The Punakha Dzong or
Druk Pungthang Dechen Phodrang Dzong
(Palace of Great Happiness)
is the most important Dzong of Bhutan, built 1637-38 by Shabdrung Ngawang Namgyal, the founder of Bhutan as one nation. In a secret temple, embalmed, he lies in state and has been venerated as a living god until today.
He was born 1594 at Ralung, Tibet, descendant from the forefather of the Monastic Drukpa Lineage of Mahayana Buddhism. He was the legitimate abbot at Ralung Monastery, the traditional seat of the Drukpa Kagyu School. Ousted by a rival and facing arrest, in 1616 he left Tibet for Bhutan. He followed a vision that Mahakala did send him to Bhutan to strengthen Buddhism there. Being a striking personality, he overcame the division of the warring rulers and soon was the supreme worldly and religious leader of Bhutan. To solidify the new power structure of Bhutan, he created a chain of 16 large Dzongs (monastery castles) in the main valleys of Western Bhutan as the centers of religious and civil authority. The Punakha Dzong is the second oldest and most majestic Dzong in Bhutan. It measures 180 meters (590 ft.) in length with a width of 72 meters (236 ft) and has three docheys (courtyards) and three utzes (temple towers).
Why did the Shabdrung choose this place for the Punakha Dzong where he lived and ruled until his death in 1651? It is attributed to a prophesy by Guru Padmasambhava:
at a place resembling the head of an elephant, the Shabdrung should build his stronghold. The mountain above the confluence of the two rivers Mo Chhu (mother river) and Po Chhu (father river) can be seen as the head, the narrow flat area between the two rivers as the trunk of the elephant on which the Dzong was built.
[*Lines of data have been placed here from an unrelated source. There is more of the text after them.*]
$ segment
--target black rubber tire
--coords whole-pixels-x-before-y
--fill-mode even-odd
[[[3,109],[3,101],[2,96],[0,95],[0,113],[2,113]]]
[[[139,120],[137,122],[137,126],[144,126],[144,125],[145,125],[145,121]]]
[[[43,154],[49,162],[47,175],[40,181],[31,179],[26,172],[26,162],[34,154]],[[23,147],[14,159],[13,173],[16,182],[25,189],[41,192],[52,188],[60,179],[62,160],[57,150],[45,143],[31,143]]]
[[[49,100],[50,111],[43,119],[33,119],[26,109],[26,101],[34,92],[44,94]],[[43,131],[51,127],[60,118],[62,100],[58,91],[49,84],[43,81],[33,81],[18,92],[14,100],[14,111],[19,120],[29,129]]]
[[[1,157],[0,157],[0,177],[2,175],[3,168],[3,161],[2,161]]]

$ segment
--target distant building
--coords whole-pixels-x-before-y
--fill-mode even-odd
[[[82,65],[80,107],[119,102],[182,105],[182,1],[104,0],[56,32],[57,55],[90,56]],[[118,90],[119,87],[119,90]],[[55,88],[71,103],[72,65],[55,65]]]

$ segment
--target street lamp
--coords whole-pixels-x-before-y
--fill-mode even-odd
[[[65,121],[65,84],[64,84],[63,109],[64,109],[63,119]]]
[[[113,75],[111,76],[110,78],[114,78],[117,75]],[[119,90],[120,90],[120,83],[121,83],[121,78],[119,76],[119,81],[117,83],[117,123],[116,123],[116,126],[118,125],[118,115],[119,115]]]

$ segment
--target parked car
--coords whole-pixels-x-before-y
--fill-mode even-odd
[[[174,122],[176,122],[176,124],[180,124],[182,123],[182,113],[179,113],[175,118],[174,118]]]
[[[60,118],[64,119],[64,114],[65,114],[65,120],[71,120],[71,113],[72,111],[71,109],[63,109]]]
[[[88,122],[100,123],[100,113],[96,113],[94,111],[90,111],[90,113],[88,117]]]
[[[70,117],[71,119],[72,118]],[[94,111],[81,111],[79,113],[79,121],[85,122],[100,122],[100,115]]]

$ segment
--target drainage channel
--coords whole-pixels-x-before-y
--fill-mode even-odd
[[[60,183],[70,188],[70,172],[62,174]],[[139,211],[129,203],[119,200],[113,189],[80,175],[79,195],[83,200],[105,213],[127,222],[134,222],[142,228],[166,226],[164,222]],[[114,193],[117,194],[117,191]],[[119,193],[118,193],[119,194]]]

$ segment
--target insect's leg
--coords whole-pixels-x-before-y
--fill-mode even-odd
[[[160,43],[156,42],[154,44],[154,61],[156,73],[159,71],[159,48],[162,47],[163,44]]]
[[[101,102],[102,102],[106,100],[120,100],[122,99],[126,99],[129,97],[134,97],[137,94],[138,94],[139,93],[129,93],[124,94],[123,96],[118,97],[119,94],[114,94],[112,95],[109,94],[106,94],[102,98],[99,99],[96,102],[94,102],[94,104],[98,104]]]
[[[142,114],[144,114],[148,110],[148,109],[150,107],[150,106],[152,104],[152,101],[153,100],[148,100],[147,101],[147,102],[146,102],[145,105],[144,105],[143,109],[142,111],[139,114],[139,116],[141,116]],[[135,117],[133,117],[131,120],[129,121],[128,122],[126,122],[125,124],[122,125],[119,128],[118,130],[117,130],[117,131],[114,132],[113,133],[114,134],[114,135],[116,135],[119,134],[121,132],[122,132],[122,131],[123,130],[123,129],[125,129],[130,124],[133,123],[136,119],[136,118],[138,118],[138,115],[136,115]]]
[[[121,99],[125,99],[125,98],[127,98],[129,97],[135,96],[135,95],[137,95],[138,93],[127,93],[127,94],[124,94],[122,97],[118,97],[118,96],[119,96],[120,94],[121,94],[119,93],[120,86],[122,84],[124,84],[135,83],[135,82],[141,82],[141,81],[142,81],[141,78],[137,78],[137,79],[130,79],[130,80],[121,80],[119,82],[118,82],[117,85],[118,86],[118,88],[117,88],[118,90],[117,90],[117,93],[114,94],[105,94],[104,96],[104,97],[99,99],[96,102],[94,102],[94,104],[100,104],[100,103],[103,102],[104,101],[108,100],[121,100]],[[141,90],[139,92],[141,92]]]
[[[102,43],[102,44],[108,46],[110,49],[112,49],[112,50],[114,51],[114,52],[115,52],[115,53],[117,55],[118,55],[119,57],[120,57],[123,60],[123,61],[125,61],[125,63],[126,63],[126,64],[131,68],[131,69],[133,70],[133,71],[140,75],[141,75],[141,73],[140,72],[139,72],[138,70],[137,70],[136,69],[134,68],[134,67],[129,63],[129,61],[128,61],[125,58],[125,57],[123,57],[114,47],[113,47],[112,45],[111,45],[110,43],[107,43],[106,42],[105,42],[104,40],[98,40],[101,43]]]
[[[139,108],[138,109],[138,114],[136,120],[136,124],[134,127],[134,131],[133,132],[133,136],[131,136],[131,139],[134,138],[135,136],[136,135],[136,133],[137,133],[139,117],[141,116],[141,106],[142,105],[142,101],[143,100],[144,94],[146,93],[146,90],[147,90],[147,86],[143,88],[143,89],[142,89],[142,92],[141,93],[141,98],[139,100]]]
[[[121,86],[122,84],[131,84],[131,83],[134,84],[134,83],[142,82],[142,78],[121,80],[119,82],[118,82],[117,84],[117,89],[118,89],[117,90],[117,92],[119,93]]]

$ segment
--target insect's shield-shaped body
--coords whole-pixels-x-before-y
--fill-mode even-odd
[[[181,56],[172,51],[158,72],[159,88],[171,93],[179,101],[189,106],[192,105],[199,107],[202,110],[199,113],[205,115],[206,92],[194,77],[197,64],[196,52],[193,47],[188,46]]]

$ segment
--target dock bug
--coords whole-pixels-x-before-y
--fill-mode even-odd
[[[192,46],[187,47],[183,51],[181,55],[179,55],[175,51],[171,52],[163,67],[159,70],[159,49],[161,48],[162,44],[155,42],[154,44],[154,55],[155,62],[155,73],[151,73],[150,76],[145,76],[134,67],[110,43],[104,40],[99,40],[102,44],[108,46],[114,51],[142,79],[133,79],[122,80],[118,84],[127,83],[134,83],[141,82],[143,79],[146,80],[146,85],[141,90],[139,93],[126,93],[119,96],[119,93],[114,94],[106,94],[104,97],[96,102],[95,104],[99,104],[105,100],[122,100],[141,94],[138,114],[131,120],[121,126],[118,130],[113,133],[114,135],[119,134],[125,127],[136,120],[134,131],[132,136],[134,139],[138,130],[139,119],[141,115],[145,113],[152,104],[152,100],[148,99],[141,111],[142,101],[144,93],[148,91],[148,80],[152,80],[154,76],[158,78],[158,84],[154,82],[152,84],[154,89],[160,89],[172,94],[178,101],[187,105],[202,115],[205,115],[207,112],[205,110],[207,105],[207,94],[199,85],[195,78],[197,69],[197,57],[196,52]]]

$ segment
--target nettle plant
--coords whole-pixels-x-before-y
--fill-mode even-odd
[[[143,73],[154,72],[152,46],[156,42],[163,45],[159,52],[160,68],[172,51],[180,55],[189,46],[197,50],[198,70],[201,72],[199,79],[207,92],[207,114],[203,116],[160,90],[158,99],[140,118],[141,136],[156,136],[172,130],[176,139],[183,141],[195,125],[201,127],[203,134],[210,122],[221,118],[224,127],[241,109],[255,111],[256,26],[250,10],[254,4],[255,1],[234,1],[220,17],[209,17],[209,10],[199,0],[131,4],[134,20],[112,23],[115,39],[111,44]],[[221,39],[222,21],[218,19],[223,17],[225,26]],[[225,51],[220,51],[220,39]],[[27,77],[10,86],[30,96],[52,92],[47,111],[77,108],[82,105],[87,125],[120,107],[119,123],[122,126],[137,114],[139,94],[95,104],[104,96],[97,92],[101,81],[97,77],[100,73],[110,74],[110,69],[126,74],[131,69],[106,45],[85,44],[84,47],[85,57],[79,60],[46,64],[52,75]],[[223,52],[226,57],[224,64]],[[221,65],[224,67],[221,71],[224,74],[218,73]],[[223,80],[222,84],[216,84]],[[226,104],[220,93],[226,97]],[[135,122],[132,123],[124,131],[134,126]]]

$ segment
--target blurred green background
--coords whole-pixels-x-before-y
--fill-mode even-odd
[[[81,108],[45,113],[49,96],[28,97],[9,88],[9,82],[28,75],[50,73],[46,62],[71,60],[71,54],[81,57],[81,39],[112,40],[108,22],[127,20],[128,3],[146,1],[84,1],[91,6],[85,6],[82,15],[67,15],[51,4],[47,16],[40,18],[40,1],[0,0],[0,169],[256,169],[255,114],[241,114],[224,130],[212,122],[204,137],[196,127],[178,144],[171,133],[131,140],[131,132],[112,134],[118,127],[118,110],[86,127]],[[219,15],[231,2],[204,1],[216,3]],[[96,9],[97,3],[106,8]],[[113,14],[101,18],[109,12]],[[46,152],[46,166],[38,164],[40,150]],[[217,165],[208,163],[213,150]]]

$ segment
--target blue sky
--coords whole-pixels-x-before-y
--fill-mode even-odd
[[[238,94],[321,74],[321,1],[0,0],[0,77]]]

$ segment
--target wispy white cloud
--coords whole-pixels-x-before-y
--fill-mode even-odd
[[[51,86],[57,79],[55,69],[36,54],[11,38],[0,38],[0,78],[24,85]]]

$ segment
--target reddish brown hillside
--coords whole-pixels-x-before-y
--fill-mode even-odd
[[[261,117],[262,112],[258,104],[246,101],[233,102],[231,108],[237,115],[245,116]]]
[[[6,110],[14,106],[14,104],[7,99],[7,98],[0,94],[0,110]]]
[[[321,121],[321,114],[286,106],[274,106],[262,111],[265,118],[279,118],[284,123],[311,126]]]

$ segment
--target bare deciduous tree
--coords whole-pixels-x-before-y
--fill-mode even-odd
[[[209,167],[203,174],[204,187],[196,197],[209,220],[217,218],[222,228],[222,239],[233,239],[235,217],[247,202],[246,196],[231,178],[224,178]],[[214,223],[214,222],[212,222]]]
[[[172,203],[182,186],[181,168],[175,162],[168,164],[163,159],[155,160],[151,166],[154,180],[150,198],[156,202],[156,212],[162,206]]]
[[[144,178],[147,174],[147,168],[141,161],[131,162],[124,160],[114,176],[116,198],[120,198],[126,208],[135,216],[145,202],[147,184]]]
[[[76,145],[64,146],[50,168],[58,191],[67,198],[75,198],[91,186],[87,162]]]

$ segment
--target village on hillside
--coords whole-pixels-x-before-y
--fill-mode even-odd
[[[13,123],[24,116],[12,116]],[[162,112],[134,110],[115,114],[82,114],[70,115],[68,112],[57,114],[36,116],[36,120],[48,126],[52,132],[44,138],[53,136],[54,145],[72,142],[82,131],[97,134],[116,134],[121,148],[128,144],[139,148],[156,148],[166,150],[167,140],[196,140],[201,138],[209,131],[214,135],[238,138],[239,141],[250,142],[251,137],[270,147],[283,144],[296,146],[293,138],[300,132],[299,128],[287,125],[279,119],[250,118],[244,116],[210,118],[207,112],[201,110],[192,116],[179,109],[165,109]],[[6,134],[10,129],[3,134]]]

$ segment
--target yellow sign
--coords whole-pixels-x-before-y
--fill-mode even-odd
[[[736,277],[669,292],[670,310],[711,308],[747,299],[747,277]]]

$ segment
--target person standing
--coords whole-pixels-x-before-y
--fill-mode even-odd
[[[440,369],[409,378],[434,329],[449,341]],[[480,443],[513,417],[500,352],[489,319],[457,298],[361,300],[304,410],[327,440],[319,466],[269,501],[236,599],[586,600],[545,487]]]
During winter, this Dzong is the Residence of His Holiness, the Je Khenpo, the Supreme Abbot of the Kingdom, with more than 500 monks. All the Kings of Bhutan have been coronated here. The present King, H.M. Jigme Khesar Namgyel Wangchuck on November 1, 2008. Until 1955, the Punakha Dzong was the seat of the Government of Bhutan when it moved to Thimphu.